Automatic cluster number estimation: COMET's estimated $k^*$ is slightly larger than the ground-truth $k$ (e.g., Newthyroid: $k^* = 4.14$ vs. $k = 3$) but with minimal variance ($\pm 0.36$), far superior to CC ($k^* = 14.14$) and RCC ($k^* = 212$).
Advantage on high-dimensional data: Performance gains are more pronounced on high-dimensional datasets such as ORLRaws10p ($d = 10304$) and Lung-Discrete ($d = 325$).

Highlights & Insights¶

Complete theoretical guarantees: Theorem 1 provides a finite-sample error bound; Corollary 1.1 establishes weak consistency under the condition $d = o(n)$; Corollary 1.2 derives an $O(1/\sqrt{n})$ convergence rate.
Two-layer robustness: The MoM estimator provides robust estimation of the data-fitting term, while truncated distance regularization enforces robustness in the fusion term. This dual-layer defense renders outliers nearly unable to influence clustering outcomes.
No pre-specified $k$ required: Cluster number is determined automatically via connected components, offering an advantage over k-means variants that rely on auxiliary methods such as Gapstat.
Fair experimental design: The k-means family is also evaluated with Gapstat-estimated $k$ rather than the ground-truth value, ensuring a fair comparison.
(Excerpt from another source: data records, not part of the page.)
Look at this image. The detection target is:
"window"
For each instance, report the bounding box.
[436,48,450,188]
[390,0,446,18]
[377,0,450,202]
Limitations & Future Work¶

The objective function is non-convex due to the MoM and $\min$ operations, so only local optimality can be guaranteed; ADAM mitigates this in practice, but global optimality is theoretically lost.
The method involves multiple hyperparameters ($\gamma$, $\mu$, $\eta_1$, $\phi$, $k$, $N$), and tuning may require grid search.
The estimated $k^*$ is systematically slightly larger than the ground-truth value, indicating that the separation of noise points could be further refined.
Computational complexity is comparable to RConv; scalability to very large datasets ($n > 10^6$) has not been validated.
Evaluation is conducted only on datasets with known class labels (using ARI/AMI); practical utility in fully unlabeled settings remains to be verified.
The strategy of merging small clusters into a "noise cluster" is overly simplistic and may inadvertently discard genuine small clusters.
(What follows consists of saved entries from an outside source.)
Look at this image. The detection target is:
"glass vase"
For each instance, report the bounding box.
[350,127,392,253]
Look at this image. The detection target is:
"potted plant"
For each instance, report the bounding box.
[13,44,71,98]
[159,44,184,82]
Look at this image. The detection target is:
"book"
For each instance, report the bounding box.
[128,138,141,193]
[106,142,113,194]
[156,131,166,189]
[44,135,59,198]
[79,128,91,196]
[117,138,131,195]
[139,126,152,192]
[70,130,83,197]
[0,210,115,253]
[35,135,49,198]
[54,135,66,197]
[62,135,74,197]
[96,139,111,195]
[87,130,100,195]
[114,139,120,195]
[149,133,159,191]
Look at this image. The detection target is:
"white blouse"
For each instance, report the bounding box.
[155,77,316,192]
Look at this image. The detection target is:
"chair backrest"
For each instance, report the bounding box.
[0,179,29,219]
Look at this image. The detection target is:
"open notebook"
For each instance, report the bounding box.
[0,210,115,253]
The robustness theory of MoM estimators (breakdown point analysis) provides a rigorous mathematical foundation for clustering robustness.
The regularization path (clusterpath) concept from convex clustering can be combined with COMET to enable automatic selection of optimal $\gamma$.
The truncated distance idea is analogous to the Huber loss in regression and can be generalized to robustify other convex optimization problems.
The random binning strategy can be combined with mini-batch SGD to further improve efficiency on large-scale data.

Rating¶

Novelty: ⭐⭐⭐⭐
Experimental Thoroughness: ⭐⭐⭐⭐
Writing Quality: ⭐⭐⭐⭐
Value: ⭐⭐⭐⭐

Algorithm	Complexity	Notes
COMET	\(O(Nnkd)\)	\(N\): iterations, \(n\): data points, \(k\): neighbors, \(d\): dimension
Convex Clustering	\(O(N(n^2d + d\varepsilon))\)	The \(n^2\) term renders it infeasible on large datasets
RCC	\(O(N(n^2d + nkd))\)	Also contains an \(n^2\) term
RConv	\(O(Nnkd)\)	Comparable to COMET